During that same time period we were encouraged in the company to speak up. If we thought something sucked we were allowed to vocalize it all the way up the food chain if our arguments had value. Value being pointing out why something sucked and how to fix it. As a result we beat out companies like IBM whose OS/2 was arguably much more advanced but had major issues, like a setup process that absolutely sucked wind.
I pray Microsoft will get back to its roots and stop trying to nickle and dime its core business in addition to trying to copy everyone else. It's one thing to take software ideas and tweak them and sale it. It's another to try and copy another companies business model. Especially when you are the company that has the greatest market share and the company you are trying to copy is behind you. Or at least it was before this fiasco.

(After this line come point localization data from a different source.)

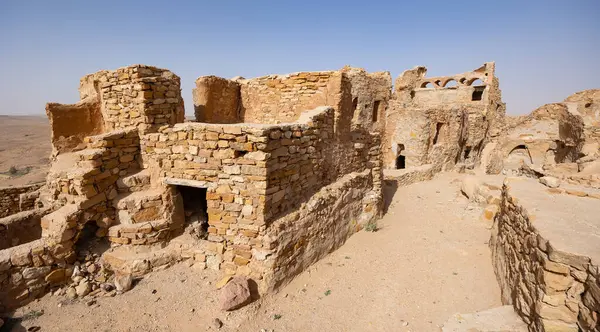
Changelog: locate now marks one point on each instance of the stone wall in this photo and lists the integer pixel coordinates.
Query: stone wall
(21, 227)
(552, 290)
(14, 199)
(282, 98)
(320, 226)
(70, 124)
(138, 96)
(423, 108)
(28, 270)
(217, 100)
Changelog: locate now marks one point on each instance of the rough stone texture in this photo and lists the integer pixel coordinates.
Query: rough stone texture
(235, 294)
(21, 227)
(15, 199)
(217, 100)
(321, 168)
(430, 122)
(545, 257)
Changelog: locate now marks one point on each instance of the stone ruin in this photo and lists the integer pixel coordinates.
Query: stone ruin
(277, 171)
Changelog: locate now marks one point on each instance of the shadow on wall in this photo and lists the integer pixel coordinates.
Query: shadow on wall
(517, 156)
(389, 190)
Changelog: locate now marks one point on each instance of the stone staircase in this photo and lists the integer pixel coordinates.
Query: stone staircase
(141, 219)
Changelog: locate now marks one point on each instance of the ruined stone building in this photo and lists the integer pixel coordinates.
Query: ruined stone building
(274, 173)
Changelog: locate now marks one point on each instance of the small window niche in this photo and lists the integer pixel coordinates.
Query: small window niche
(375, 114)
(477, 93)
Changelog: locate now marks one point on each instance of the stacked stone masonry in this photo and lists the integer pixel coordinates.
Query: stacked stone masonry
(552, 290)
(17, 199)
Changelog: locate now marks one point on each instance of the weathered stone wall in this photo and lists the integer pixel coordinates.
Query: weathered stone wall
(70, 124)
(138, 96)
(217, 100)
(550, 289)
(14, 199)
(320, 226)
(89, 192)
(21, 227)
(423, 108)
(371, 93)
(27, 270)
(282, 98)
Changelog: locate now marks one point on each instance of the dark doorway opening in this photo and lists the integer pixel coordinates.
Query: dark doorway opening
(477, 94)
(375, 110)
(400, 159)
(90, 242)
(400, 162)
(438, 128)
(194, 208)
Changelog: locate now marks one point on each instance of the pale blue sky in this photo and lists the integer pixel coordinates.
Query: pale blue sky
(544, 50)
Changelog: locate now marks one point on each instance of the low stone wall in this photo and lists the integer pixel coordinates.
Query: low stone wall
(320, 226)
(551, 290)
(10, 199)
(21, 228)
(26, 271)
(408, 176)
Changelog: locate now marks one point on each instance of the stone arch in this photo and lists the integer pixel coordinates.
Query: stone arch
(450, 83)
(517, 156)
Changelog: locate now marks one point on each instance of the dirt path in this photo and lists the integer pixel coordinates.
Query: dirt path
(429, 260)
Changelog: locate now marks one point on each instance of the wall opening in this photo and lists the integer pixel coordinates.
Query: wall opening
(376, 110)
(400, 158)
(438, 128)
(475, 82)
(89, 241)
(467, 152)
(518, 156)
(477, 94)
(195, 210)
(450, 84)
(400, 162)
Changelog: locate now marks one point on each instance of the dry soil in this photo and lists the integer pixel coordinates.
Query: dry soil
(429, 260)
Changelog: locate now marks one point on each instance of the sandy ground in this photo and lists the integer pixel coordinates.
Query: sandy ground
(24, 144)
(429, 260)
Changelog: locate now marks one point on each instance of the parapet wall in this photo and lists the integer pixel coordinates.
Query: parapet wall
(282, 98)
(543, 268)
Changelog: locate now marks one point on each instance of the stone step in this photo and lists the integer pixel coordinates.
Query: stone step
(137, 200)
(144, 233)
(135, 182)
(59, 226)
(140, 260)
(139, 206)
(499, 319)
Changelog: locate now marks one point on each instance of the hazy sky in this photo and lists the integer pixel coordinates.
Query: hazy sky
(544, 50)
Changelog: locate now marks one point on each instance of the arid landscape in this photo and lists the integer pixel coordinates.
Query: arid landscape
(25, 148)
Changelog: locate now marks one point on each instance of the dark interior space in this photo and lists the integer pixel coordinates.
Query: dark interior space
(194, 207)
(400, 162)
(477, 94)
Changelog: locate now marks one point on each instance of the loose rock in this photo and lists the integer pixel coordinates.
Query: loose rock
(235, 294)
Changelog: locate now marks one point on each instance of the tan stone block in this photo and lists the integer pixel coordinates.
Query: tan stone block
(556, 282)
(120, 240)
(576, 193)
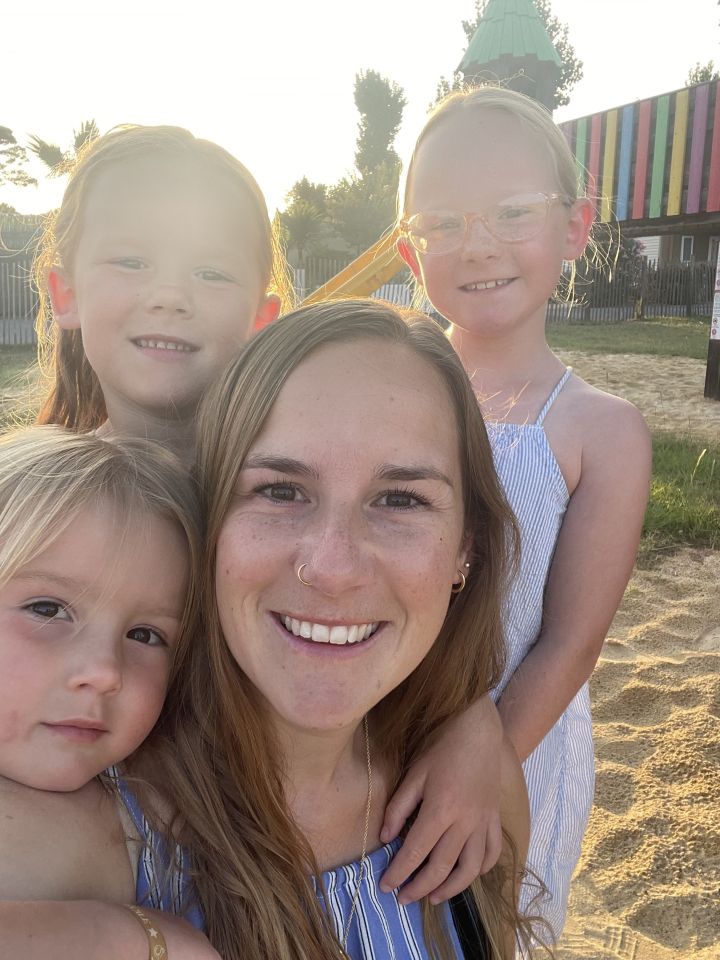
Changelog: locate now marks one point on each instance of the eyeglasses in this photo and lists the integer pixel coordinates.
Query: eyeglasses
(510, 221)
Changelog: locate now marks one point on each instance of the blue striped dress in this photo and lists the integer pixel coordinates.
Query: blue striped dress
(380, 928)
(377, 928)
(162, 881)
(560, 772)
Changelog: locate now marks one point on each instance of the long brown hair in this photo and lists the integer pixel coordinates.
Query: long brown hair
(74, 397)
(219, 762)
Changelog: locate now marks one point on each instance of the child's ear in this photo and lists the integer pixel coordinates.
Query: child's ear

I have it easy I guess. I just switched to the Education version. No Cortana, just the old search function. I didn't originally do it to ditch Cortana. Just wanted to try it out. I kind of like it this way though. Search just searches my PC. If I want to look something up on the Internet I use Google. Same way I did things in the past. Just getting Cortana to work in Canada was until recently a PITA. I had no search until I got her working, or fumbled around to turn her off.
These days people want their phone or PC to do more n more.
To do that its needs data, to know what you like etc, then people moan that its recording all this data
Last edited by shakennstirred; 26 Aug 2016 at 01:45.
Yeah, even Apple has separate OS's, iOS for mobile and OS X for desktop (although they tried to do something similar to Windows 8 in one release, I forget which, and got blasted for it)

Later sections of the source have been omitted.